The risks deepen when legal consequences enter the frame. Laguardia Martinez described Trinidad’s posture as a “divergent adversarial stance,” warning that Caricom has historically defended Latin America and the Caribbean as a “Zone of Peace” anchored in the multilateral order that emerged after the second world war. In Wickham’s view, Trinidad and Tobago is “taking positions” that could end up before the ICC, given what he called “clear extra-judicial actions.” The irony is sharp: the US is not part of the ICC, but Trinidad and Tobago is.
In Latin America, where the memory of intervention is not academic but inherited—passed down like family lore—this is the familiar pattern. The strongest country speaks in the language of security, and smaller nations are left to decide whether cooperation buys protection or simply paints a target.
Caricom’s Hush, And The Fear Beneath It
If Trinidad looks like an outlier, the rest of the region looks cautious to the point of paralysis. Wickham told Malik that Caricom is “taking the path of least resistance” by avoiding a joint statement condemning the US operation. “It’s unfortunate,” he said, “but I am entirely unsurprised.” The hesitation is not only about dependence on aid or trade. It is also about what comes next.
Many Caribbean governments have genuine, historically grounded links with Venezuela, ties that can be reframed as guilt if the prosecutor is powerful enough. Venezuela’s petro-diplomacy ran through Petrocaribe, launched in 2005 by former president Hugo Chávez, offering favorable financing and credit terms for oil. It expanded through Alba, the Bolivarian Alliance for the Peoples of Our America, with broader ambitions for south-south cooperation. The West Indies oil company in Antigua is partly owned by Venezuela.
Beyond fuel, there is also the record of aid. After Hurricane Maria devastated Dominica and Barbuda, Wickham said it was Venezuela under Maduro that restored communications after networks were destroyed. “It was essentially the Venezuelan coastguard that was the first port of call,” he said. He warned that these legitimate relationships could be rebranded as “narco-related” if Trump chooses to weaponize them. “There are several Caribbean leaders that were close to Maduro,” he said, noting that Venezuela helped build the airport in Saint Vincent.
The intimidation is not hypothetical. Wickham pointed to language in the US indictment of Maduro that references other leaders who have “facilitated and supported him,” reading it as a signal: “we’ll be coming for you next.” That fear is compounded by watching bigger powers hesitate. If Keir Starmer in London and President Macron in Paris will not plainly condemn the operation, Wickham asked, how can leaders like Mia Mottley in Bridgetown or governments in Kingston feel safe doing so?

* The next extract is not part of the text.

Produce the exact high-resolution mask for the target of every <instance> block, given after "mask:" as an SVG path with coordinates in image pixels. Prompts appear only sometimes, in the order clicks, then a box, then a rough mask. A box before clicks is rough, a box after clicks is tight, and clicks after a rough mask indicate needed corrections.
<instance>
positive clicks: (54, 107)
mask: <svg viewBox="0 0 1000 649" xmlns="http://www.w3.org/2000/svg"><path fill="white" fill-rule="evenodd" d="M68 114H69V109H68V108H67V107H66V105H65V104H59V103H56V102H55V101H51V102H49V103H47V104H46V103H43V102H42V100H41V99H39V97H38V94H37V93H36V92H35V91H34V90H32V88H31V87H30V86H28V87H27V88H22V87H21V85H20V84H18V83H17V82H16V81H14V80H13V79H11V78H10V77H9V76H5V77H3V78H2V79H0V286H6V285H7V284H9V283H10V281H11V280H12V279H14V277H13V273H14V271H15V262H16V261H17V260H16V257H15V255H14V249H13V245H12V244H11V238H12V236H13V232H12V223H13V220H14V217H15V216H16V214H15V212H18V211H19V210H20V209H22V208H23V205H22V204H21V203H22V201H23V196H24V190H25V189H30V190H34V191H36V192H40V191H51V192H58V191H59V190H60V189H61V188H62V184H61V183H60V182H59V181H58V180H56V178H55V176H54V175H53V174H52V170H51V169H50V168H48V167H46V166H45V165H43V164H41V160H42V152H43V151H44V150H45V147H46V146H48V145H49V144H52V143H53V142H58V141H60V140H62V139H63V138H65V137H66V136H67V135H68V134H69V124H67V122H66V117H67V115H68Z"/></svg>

For the Caribbean, the question is not whether the region disapproves in private. It is whether silence becomes a habit that rewrites the rules of belonging. “This changes everything,” Wickham said. With elections coming up in three islands this year, he imagines leaders asking themselves a chilling question: “Do I want to call an election when I can be on a US hitlist?” In a hemisphere shaped by proximity to Washington, that is how sovereignty erodes—not in one dramatic coup, but in the slow, anxious recalculation of what a small nation dares to say aloud.